1a. Objectives (from AD-416)
1) Evaluate the effects of fire, mechanical treatments, livestock grazing, introduced invasive weeds, western juniper expansion, and climate on the vegetation and watershed function of sagebrush steppe rangelands. 2) Improve our understanding of livestock behavior and livestock/environment interactions. Improve tools to manipulate livestock behavior and grazing patterns. 3) Understand mechanisms of weed invasion and develop management strategies that can be used to restore rangelands that have been degraded by weeds or other disturbances.

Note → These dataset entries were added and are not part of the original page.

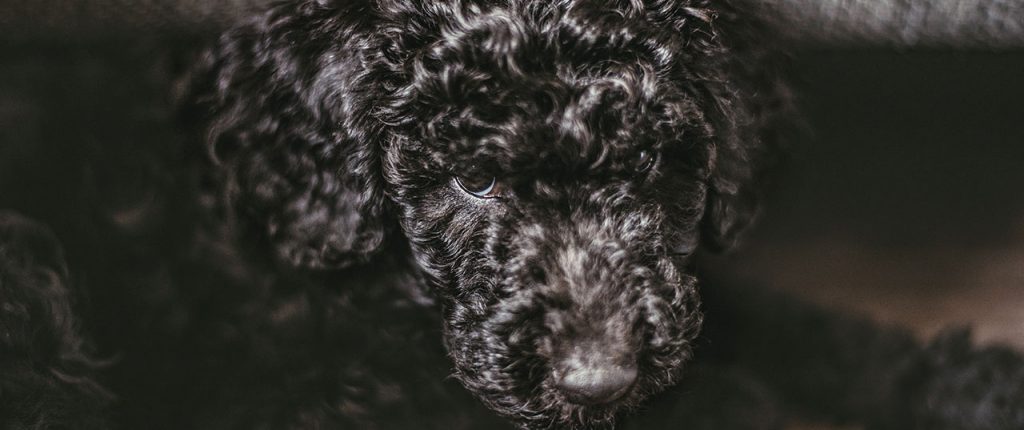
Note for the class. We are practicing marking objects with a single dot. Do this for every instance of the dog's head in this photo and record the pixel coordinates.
(552, 166)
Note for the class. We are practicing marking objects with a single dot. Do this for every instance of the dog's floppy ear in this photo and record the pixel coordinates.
(752, 121)
(731, 203)
(289, 132)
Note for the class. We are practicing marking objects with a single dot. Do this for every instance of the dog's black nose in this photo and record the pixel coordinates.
(590, 384)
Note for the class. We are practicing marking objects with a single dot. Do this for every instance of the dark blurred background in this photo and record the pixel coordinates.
(903, 201)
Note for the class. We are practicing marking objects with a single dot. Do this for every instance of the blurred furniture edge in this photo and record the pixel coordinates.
(994, 25)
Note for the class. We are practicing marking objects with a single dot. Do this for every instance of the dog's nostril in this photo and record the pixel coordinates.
(596, 384)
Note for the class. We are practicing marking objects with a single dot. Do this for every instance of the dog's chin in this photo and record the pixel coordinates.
(549, 407)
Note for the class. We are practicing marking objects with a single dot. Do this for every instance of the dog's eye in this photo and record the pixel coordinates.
(479, 187)
(645, 160)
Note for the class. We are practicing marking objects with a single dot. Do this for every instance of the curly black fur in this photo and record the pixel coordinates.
(329, 251)
(336, 125)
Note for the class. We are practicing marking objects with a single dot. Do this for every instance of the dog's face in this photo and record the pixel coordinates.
(550, 164)
(552, 187)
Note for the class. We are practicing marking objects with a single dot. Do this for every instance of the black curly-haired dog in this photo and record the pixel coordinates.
(391, 187)
(550, 165)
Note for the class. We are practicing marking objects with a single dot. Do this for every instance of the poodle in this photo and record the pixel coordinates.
(392, 192)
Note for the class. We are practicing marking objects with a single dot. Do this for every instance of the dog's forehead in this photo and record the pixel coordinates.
(513, 91)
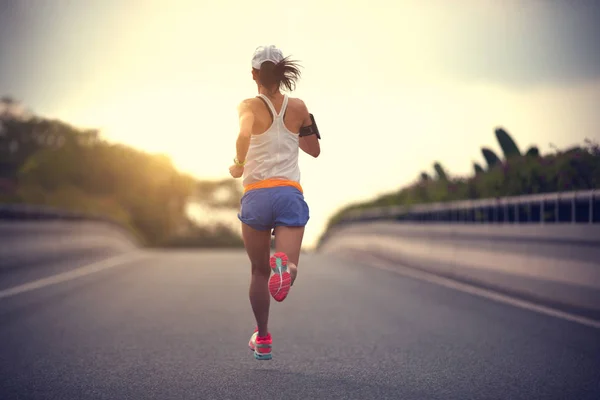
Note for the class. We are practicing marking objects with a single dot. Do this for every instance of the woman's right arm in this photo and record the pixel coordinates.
(309, 144)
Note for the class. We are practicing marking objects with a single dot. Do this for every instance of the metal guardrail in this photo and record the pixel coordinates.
(561, 207)
(21, 212)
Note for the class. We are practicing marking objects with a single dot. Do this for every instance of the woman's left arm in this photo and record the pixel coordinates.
(246, 117)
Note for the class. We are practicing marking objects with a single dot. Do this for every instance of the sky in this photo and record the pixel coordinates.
(394, 85)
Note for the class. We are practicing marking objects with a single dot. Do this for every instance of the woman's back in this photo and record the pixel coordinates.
(273, 151)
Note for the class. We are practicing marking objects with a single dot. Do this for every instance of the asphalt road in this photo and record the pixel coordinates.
(175, 325)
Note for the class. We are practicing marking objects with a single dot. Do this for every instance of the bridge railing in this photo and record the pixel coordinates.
(577, 207)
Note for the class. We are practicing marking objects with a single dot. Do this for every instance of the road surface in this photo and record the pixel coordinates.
(175, 325)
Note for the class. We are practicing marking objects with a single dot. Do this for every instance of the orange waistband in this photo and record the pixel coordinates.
(268, 183)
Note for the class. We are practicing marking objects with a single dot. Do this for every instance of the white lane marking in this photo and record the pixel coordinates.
(73, 274)
(477, 291)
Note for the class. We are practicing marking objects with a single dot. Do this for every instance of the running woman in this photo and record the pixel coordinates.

1b. Approach (from AD-416)
The mission of the Burns unit is to provide the science for sound land and livestock management. This five-year plan builds on a rich history of research at this location, in some cases reaching back to the 1940's. Rangelands of the Great Basin are spatially variable and land ownership patterns are a complex mix of public and private land. Annual weather variation is high, and can obscure vegetation responses to management treatments. Ranching forms the basis of the regional economy, underscoring the importance of forage production, and the large percentage of public land in the region translates into public scrutiny of management actions, and a focus on environmental impacts and biodiversity. Invasive species and expanding juniper populations represent major threats to existing land uses and values. Our research program has evolved with substantial public input and addresses questions raised by our customers. Land managers in this region are faced with information gaps in basic sagebrush steppe ecology, vegetation responses to management actions, plant community restoration, seedling establishment and livestock grazing management. Our research program will fill some of those gaps while expanding and enhancing current ecological theory and building on our long-term data sets. The unit also has a commitment to synthesizing research information and developing management tools. Formerly 5360-11630-005-00D (1/08).
3. Progress Report
Progress was made on all three objectives and their sub objectives during the past year. All the objectives covered in this report fall under National Program 215, Component 1, Problem A. Under Objective 1.A we continue to collect data on the hydrologic inputs and outflows from four small watersheds (< 100ha) near Jordan Valley, Oregon in far southeastern Oregon. This research is cooperative with the ARS unit in Boise, Idaho. The initial research conducted under Objective 1.B has been published and shows that deferment of grazing after prescribed fire had little impact on vegetation composition or productivity. Long-term measurements of both productivity and composition are being continued on the site. We continue to measure both climate and vegetation composition in and outside of our 13 grazing enclosures at the experimental range. This past year we also worked on summarizing and analyzing 70 years of climate data from the experimental range. The focus this past year under Objective 2 has been to summarize and analyze the large data sets associated with the livestock behavior GPS research. The data relates to grazing behavior of different classes of cows, and factors influencing grazing distribution in very large pastures (> 25,000 ha). Data collection has been completed for objective 3.A and we are currently analyzing the data, and several manuscripts have been submitted. Because of the number of zeroes associated with seedling establishment data, we have enlisted the assistance of the Area statistician to ensure the appropriate analysis techniques are applied. Results associated with objective 3.B show that leaf nitrogen productivity (leaf mass per unit of N) was the key trait contributing to variation in N capture among the invasive species tested. A portion of the data has been published and analysis of additional date was continued this past year. The initial results from objective 3.C have been published and additional publications are in progress. Objective 3.D is focused on long-term vegetation trends after juniper management and during the past year vegetation measurements were continued to quantify changes in plant community composition. Manuscript preparation is underway.
1. Reseeding is commonly used to improve forage production on rangelands. Each year millions of dollars are lost on rangeland reseeding failures. After years of research on this topic, success rates are still variable and relatively low. ARS scientists from Burns, Oregon identified the stage of seedling establishment which appears to limit success rates. Follow-up research is currently underway to incorporate this knowledge into management systems. Better reseeding techniques would improve forage production for both public land management agencies and private landowners.